The furlough designation indicates that the employer expects to bring those employees back on the payroll at some point. In some cases, furloughs are implemented with a specific return date. Employers in furlough situations often maintain some or all employee health and pension benefits, although there are no specific requirements for them to do so. Disney says it will continue health benefits for furloughed workers.
Putting employees on furlough does typically have a benefit for employers when it comes to calculating the tax rate that a firm pays to fund the unemployment insurance program.
The higher the number of employees of a given firm that apply for unemployment, the higher the unemployment tax rate assessed by the state for that firm. The rate structure is designed to encourage companies to provide stable employment. Furloughed workers are counted differently in the tax rate calculation process because the expectation is that they will return to the same job.
The tax rates that firms pay for unemployment are usually based on a low single-digit percentage of a firm’s payroll, although only the first $7,000-$10,000 of income for each employee is included in the calculation. The rules and rates vary greatly from state to state, which is another challenge for large companies with operations in multiple states.

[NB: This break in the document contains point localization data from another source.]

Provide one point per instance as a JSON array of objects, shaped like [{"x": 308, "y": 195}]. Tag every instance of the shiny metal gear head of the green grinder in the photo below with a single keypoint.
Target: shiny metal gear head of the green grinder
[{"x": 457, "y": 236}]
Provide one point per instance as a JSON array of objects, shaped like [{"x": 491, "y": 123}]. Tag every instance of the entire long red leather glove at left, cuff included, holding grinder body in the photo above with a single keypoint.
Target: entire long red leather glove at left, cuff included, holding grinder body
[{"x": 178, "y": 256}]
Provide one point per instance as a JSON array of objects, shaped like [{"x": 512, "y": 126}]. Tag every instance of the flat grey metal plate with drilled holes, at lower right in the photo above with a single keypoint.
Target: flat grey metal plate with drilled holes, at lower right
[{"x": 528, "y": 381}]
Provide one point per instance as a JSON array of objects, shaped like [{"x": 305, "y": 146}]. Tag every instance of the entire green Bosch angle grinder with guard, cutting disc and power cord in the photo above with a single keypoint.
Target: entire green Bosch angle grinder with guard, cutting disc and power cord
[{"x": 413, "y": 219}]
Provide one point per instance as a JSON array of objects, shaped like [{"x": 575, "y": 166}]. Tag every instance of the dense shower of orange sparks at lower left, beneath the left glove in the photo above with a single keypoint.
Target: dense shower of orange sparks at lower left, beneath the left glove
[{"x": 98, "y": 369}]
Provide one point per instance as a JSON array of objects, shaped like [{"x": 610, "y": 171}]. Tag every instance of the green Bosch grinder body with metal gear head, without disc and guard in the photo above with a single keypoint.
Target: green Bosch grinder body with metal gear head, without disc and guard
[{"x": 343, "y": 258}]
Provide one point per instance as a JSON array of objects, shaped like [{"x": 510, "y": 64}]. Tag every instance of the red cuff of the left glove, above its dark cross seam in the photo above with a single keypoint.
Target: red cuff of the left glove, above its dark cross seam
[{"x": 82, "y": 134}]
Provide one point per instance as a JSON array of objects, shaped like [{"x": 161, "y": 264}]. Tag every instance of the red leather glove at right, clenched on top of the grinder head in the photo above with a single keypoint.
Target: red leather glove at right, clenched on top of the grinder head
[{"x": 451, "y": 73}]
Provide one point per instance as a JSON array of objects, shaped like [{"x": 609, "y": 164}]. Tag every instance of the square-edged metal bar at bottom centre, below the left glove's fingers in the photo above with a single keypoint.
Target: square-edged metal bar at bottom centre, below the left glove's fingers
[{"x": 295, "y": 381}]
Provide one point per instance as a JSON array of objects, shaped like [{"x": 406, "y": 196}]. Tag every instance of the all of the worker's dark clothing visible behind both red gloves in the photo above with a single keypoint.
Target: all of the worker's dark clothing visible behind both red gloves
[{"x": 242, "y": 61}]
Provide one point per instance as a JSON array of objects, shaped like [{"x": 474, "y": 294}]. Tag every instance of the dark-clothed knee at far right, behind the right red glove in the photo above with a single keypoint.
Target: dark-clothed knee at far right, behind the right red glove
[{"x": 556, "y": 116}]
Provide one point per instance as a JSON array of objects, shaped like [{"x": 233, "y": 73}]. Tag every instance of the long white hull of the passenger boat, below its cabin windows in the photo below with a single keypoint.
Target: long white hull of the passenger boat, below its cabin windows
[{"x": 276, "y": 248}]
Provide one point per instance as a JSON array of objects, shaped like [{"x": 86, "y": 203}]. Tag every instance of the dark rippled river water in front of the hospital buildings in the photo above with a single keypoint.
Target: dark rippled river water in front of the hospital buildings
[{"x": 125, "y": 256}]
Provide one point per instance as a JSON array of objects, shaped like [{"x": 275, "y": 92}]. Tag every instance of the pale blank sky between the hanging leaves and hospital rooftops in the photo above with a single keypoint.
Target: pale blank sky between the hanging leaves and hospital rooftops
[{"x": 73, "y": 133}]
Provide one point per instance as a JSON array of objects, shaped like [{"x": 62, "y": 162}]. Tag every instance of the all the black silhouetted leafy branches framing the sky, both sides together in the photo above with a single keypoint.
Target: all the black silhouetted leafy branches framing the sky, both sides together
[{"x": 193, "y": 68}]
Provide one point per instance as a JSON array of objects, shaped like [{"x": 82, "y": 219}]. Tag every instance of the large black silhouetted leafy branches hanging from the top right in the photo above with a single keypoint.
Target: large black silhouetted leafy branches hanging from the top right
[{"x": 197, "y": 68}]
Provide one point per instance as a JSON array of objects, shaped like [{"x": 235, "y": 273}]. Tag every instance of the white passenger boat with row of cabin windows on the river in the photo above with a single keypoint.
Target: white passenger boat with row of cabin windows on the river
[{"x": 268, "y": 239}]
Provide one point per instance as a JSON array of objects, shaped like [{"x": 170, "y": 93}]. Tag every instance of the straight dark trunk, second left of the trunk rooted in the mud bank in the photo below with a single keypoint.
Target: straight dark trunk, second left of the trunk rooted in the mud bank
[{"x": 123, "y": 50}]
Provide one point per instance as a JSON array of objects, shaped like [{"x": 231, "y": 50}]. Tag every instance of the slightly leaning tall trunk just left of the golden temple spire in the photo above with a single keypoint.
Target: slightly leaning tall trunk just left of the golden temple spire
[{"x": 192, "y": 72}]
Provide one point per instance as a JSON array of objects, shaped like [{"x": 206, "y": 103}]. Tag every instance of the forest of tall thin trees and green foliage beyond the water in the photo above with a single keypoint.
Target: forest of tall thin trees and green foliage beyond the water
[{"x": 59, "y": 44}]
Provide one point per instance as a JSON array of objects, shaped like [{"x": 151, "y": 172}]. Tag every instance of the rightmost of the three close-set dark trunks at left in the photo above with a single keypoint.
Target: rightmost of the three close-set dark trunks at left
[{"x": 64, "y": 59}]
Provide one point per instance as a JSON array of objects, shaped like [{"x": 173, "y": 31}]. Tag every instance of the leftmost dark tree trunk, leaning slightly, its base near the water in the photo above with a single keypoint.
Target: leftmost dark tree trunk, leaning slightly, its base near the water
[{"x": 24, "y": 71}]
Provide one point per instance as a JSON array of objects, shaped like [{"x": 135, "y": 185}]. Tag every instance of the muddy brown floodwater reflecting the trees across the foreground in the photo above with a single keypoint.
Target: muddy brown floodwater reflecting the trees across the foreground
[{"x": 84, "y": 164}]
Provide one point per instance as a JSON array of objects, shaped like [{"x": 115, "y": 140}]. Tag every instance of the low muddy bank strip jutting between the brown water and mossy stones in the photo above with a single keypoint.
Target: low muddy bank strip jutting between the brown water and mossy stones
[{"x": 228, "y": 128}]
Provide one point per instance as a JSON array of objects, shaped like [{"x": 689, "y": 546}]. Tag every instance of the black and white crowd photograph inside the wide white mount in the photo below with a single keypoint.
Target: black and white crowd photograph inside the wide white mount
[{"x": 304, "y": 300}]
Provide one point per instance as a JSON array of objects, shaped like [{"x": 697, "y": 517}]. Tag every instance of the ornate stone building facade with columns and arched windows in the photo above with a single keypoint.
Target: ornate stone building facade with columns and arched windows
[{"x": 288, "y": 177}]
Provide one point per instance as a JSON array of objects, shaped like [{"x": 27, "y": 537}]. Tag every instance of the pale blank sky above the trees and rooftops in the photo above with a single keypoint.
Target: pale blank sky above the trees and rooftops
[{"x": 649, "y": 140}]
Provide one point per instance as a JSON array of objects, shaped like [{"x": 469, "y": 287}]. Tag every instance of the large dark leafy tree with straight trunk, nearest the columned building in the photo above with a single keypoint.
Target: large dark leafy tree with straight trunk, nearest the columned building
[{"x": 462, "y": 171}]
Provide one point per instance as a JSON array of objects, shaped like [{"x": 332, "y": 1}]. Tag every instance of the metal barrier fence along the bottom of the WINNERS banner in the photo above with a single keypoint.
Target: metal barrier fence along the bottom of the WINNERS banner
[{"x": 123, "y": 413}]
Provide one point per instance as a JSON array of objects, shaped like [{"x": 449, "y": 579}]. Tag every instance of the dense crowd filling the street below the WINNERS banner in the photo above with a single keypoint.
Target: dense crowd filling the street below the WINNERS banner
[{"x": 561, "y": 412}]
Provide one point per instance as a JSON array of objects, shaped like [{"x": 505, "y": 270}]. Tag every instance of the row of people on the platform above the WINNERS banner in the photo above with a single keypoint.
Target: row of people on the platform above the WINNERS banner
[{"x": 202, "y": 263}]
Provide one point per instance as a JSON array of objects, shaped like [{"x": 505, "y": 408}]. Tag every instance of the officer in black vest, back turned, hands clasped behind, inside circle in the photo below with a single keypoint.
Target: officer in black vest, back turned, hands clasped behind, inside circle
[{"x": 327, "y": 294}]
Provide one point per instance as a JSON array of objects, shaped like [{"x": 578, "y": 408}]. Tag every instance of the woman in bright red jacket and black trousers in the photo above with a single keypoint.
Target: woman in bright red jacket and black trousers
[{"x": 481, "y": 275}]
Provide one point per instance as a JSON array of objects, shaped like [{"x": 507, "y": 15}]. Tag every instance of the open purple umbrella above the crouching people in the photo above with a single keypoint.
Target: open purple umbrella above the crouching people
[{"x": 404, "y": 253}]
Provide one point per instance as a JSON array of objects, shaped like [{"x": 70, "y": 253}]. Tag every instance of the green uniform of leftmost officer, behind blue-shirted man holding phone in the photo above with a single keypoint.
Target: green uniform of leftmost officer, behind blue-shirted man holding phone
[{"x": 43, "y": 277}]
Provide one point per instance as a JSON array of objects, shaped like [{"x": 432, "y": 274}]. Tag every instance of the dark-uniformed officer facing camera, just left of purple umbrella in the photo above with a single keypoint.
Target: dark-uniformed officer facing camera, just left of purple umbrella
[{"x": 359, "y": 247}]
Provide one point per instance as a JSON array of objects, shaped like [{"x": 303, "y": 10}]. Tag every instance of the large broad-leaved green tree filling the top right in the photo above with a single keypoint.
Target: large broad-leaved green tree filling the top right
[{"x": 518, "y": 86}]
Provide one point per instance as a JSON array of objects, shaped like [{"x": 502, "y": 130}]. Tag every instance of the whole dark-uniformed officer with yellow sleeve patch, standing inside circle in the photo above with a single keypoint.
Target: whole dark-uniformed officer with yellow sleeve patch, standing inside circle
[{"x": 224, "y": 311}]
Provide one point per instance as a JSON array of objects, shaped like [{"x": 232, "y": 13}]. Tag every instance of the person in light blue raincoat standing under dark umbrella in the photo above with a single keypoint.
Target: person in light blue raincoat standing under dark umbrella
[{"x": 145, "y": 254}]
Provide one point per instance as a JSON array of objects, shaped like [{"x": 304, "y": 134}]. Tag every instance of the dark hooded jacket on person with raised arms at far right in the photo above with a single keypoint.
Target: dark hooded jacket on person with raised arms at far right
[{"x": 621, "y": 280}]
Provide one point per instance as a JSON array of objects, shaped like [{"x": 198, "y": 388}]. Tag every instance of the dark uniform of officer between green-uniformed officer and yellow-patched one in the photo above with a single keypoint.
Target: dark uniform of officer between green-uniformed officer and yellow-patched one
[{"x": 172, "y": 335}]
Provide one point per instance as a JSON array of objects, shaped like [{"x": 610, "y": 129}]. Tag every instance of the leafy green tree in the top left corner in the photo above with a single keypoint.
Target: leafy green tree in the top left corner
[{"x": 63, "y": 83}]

One of the biggest unknowns is how the state agencies that are responsible for disbursing unemployment benefits will handle the surge in applications. More than 10 million people filed jobless claims in the past two weeks — a massive increase from the weekly rate in the low 200,000s that has been the norm since early 2018.
Not only will states struggle with staffing levels, but they’ll be dealing with new rules to come from the CARES Act at a time when key administrators can’t even gather in the same room to discuss these complex issues. The vast majority of people will be directed to apply online for benefits; that may be a challenge for workers without easy access to computers and online connections.
“It will take a lot of time to get it all settled,” Kohl says. “It’s just too many people applying all at one time and not enough people to respond on the agency level.”